Friday, March 2, 2012

Kate Upton, eat Carl's Burger, or the kitten gets it!

There are many things I love in this world. Among them are boobs and burgers. Recently, a commercial for U.S fast food chain Carl's Jr combined these two glorious inventions. Here is the ad:



However, there is just one thing wrong: Feminists.

Yes, women all over the internet (Rule 1 doesnt apply in this case) are outraged by the cheap, trashy, misogynistic and sexual debasement of Kate Upton, who was forced to look as edible as the burger she was having mouth sex with in the advert.

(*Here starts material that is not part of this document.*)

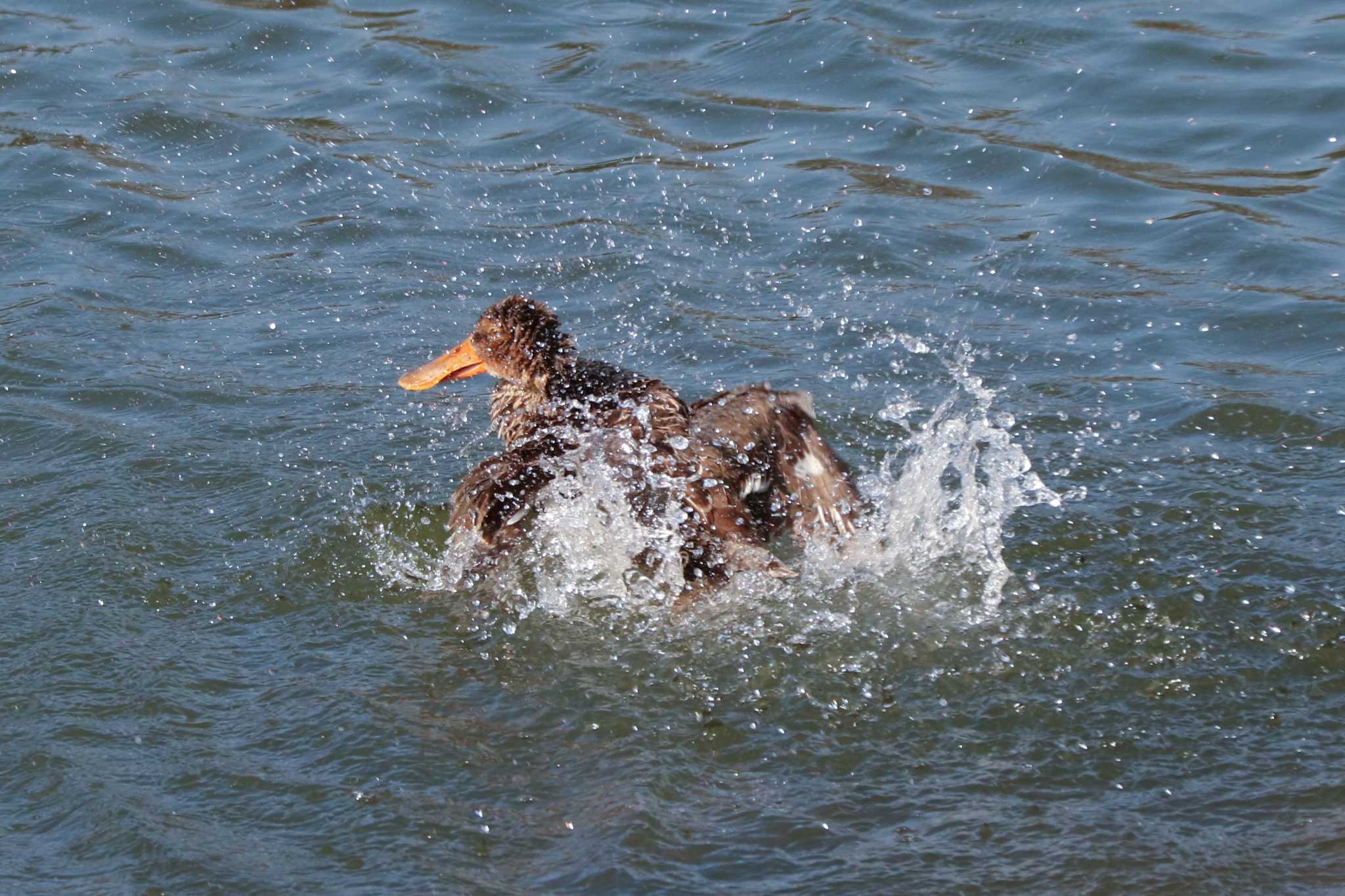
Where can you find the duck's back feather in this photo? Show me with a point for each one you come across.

The ever fappable Ms Upton was kidnapped by Navy S.E.A.Ls not so long ago, while making her way to church. She was then told if she didnt advertise the coronary-inducing, 890 calorie giving cheesy cow sandwhich, then Jesus would kill a kitten. What was she supposed to do? Just let Jesus decimate all those cute and innocent pussies!?

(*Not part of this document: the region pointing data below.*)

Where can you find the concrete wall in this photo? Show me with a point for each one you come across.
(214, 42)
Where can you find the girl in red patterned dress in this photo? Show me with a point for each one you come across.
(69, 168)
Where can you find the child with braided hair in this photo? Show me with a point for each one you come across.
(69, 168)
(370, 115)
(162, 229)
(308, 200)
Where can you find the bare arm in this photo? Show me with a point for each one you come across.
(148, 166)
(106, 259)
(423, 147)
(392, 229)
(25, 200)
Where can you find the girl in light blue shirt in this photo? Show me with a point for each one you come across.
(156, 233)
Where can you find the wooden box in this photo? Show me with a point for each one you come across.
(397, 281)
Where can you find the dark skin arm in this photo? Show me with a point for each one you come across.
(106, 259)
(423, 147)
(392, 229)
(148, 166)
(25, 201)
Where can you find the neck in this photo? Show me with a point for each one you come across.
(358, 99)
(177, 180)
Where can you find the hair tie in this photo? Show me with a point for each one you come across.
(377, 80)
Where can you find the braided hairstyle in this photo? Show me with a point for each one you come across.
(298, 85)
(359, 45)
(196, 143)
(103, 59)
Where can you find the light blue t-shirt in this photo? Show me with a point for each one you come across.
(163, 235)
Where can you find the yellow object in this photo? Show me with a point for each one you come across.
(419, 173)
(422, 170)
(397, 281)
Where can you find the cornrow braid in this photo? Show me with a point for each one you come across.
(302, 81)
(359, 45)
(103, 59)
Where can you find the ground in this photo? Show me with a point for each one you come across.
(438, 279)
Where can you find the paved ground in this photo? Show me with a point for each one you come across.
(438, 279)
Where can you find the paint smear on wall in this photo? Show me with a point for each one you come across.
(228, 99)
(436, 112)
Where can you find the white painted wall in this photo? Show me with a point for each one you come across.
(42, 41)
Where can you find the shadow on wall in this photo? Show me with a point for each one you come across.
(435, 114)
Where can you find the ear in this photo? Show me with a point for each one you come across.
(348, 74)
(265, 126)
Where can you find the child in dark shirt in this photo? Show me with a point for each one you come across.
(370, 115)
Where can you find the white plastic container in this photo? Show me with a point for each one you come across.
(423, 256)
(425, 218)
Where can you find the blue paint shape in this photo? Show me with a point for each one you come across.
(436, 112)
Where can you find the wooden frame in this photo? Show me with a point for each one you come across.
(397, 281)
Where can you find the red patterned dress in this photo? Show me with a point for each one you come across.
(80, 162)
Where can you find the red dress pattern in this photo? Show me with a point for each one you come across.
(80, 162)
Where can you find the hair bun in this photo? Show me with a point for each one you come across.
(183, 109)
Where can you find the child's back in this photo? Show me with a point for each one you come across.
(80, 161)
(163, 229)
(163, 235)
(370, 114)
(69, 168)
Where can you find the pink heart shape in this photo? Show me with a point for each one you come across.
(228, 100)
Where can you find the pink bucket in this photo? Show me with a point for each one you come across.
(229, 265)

NOT ON HER WATCH! So Kate did what Kate does best...looks fucking sexual as all hell and sold the shit out of that burger!

Then came the outrage!


This picture is a small sample of the fury left by angry women on the Carl's Jr facebook page. How dare they try to sell fatty food to obese men using a scantily clad, sexy lady! Shame!! SHAME!!! We thought this was America!

Ladies, ladies, calm down. It's only a commercial. Why are you attacking Carl's Jr? If you eat there, then well you obviously don't look anything like Kate Upton and are therefore just jealous of her amazing body and her ability to give men erections. If you don't eat there, why do you even care? Did you go all spastic when those fucktards at Peta got all sexified with fruit and vegetables?
I doubt it. Why? Becuase the leader of Peta is a woman. A fucking dumb as shit, hippie twat of a woman, but a woman none the less.

So cop the fuck on. Men will always eat fast food. Men will always loves tits. The best way to sell meat to men is buy using hot, sexy ladies. That's just how the world is. Moaning about it will never change anything.